Hi,
This morning I have documented myself a little bit on the subject of exploiting parallelization on GPUs (Graphical Processing Units). George had made a presentation on this topic a few years ago, and things have evolved a little bit since.
There seem to be now two major competing programming frameworks for parallelization on GPUs (and possibly CPUs also):
- CUDA, developed by Nvidia [1] - OpenCL, presented by a consortium (including Apple, AMD, ATI, Nvidia) [2]
CUDA was initially only available on Nvidia graphics cards (see the packages "nvidia-cuda-*" in Debian, which contain the non-free implementation of CUDA for Nvidia cards).
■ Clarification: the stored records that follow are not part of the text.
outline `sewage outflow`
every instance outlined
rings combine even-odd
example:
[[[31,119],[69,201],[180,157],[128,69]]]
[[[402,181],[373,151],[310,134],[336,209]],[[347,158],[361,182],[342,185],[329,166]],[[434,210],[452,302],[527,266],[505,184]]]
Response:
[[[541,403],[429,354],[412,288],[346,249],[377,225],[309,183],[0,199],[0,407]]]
There is now a free implementation of CUDA, called GPU Ocelot [3], which looks promising. It is able to run CUDA programs on an heterogenous cluster of GPUs (Nvidia, AMD, Intel) and CPUs (multi-core x86). It is not yet packaged in Debian, but it seems very interesting and we should give it a try.
On the long term, OpenCL looks more promising, but there is currently no free implementation of it. There is a Debian package called "opencl-headers", but it contains only the headers, since the binary implementation is non-free. There are also Debian packages containing the Nvidia non-free implementation of OpenCL (see "nvidia-opencl-*"). I am not aware of any ongoing project to build a free implementation of OpenCL.
To summarize: whoever has the interest and time in our team should give a try to GPU Ocelot to see if we can take advantage of it in Dynare.
Don't hesitate to react to this mail if you know things on this topic of which I am not aware.